RE: [PATCH] scripts/gdb: document lx_current is only supported by x86

From: Song Bao Hua (Barry Song)
Date: Tue Feb 23 2021 - 16:29:13 EST




> -----Original Message-----
> From: Song Bao Hua (Barry Song)
> Sent: Tuesday, February 23, 2021 9:30 PM
> To: 'Jan Kiszka' <jan.kiszka@xxxxxxxxxxx>; kieran.bingham@xxxxxxxxxxxxxxxx;
> corbet@xxxxxxx; linux-doc@xxxxxxxxxxxxxxx
> Cc: linux-kernel@xxxxxxxxxxxxxxx; linuxarm@xxxxxxxxxxxxx
> Subject: RE: [PATCH] scripts/gdb: document lx_current is only supported by x86
>
>
>
> > -----Original Message-----
> > From: Jan Kiszka [mailto:jan.kiszka@xxxxxxxxxxx]

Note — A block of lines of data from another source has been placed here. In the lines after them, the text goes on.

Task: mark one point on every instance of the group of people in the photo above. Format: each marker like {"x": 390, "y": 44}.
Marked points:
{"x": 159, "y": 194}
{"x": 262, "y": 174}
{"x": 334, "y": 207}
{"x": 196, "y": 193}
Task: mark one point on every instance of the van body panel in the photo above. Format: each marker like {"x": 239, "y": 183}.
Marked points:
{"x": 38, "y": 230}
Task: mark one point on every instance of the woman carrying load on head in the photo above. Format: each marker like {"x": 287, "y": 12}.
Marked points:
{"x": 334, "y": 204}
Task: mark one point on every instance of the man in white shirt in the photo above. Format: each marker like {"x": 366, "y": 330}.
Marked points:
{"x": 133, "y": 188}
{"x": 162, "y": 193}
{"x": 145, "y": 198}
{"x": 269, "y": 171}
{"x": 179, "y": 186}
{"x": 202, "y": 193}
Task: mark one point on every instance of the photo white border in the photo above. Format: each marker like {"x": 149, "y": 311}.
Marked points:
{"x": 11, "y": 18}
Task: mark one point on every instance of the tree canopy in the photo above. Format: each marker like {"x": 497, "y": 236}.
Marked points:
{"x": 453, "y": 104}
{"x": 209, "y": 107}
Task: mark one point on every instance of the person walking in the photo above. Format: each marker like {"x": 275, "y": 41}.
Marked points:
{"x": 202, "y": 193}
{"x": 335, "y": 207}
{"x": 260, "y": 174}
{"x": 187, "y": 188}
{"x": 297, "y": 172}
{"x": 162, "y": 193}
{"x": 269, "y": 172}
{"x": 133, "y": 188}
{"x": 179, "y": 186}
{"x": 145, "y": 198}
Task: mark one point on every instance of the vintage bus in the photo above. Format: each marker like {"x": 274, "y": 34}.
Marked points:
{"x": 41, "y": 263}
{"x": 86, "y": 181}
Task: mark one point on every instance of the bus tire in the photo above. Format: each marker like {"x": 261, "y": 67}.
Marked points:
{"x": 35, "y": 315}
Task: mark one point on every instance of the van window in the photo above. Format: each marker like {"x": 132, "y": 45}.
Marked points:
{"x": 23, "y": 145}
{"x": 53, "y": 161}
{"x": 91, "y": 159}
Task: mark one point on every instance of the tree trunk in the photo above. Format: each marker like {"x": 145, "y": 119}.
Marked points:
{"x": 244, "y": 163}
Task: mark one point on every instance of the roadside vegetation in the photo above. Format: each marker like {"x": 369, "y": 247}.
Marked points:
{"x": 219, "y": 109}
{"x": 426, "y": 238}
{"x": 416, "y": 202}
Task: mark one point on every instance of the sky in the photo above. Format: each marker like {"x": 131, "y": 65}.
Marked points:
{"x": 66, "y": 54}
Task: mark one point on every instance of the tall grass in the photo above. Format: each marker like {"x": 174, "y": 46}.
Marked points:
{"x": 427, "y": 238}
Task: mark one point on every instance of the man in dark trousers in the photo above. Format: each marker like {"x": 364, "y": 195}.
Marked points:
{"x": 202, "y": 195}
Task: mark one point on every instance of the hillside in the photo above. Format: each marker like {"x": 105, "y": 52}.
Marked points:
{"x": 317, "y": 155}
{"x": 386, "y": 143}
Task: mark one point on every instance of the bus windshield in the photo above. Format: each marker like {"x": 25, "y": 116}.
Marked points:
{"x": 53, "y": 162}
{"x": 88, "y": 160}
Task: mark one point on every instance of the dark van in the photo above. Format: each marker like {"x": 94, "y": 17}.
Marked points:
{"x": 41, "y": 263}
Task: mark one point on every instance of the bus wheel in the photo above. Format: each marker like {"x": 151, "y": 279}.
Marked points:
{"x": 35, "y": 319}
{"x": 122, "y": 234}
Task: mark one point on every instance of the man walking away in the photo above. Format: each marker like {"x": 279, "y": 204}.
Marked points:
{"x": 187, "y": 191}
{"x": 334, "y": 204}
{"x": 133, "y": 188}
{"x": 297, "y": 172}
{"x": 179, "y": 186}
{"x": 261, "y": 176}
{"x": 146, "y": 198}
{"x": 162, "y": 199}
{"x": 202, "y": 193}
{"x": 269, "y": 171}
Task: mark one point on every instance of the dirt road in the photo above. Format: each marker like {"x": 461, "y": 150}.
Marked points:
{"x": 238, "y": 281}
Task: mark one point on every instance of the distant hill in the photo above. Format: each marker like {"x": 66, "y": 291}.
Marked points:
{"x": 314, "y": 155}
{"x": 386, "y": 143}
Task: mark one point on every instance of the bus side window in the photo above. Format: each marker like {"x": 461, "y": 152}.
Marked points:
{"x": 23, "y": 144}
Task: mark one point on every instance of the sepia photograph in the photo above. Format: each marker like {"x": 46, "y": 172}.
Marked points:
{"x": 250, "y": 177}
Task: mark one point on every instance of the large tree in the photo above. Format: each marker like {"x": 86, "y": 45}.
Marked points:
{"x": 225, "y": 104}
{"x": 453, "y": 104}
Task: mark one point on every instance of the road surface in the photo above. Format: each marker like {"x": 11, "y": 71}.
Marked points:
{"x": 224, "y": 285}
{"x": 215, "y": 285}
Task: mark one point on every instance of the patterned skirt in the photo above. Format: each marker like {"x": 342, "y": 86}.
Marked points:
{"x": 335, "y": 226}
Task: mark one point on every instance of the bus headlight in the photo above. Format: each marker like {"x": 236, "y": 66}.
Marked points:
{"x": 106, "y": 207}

> > Sent: Tuesday, February 23, 2021 8:27 PM
> > To: Song Bao Hua (Barry Song) <song.bao.hua@xxxxxxxxxxxxx>;
> > kieran.bingham@xxxxxxxxxxxxxxxx; corbet@xxxxxxx; linux-doc@xxxxxxxxxxxxxxx
> > Cc: linux-kernel@xxxxxxxxxxxxxxx; linuxarm@xxxxxxxxxxxxx
> > Subject: Re: [PATCH] scripts/gdb: document lx_current is only supported by
> x86
> >
> > On 22.02.21 22:18, Song Bao Hua (Barry Song) wrote:
> > >
> > >
> > >> -----Original Message-----
> > >> From: Kieran Bingham [mailto:kieran.bingham@xxxxxxxxxxxxxxxx]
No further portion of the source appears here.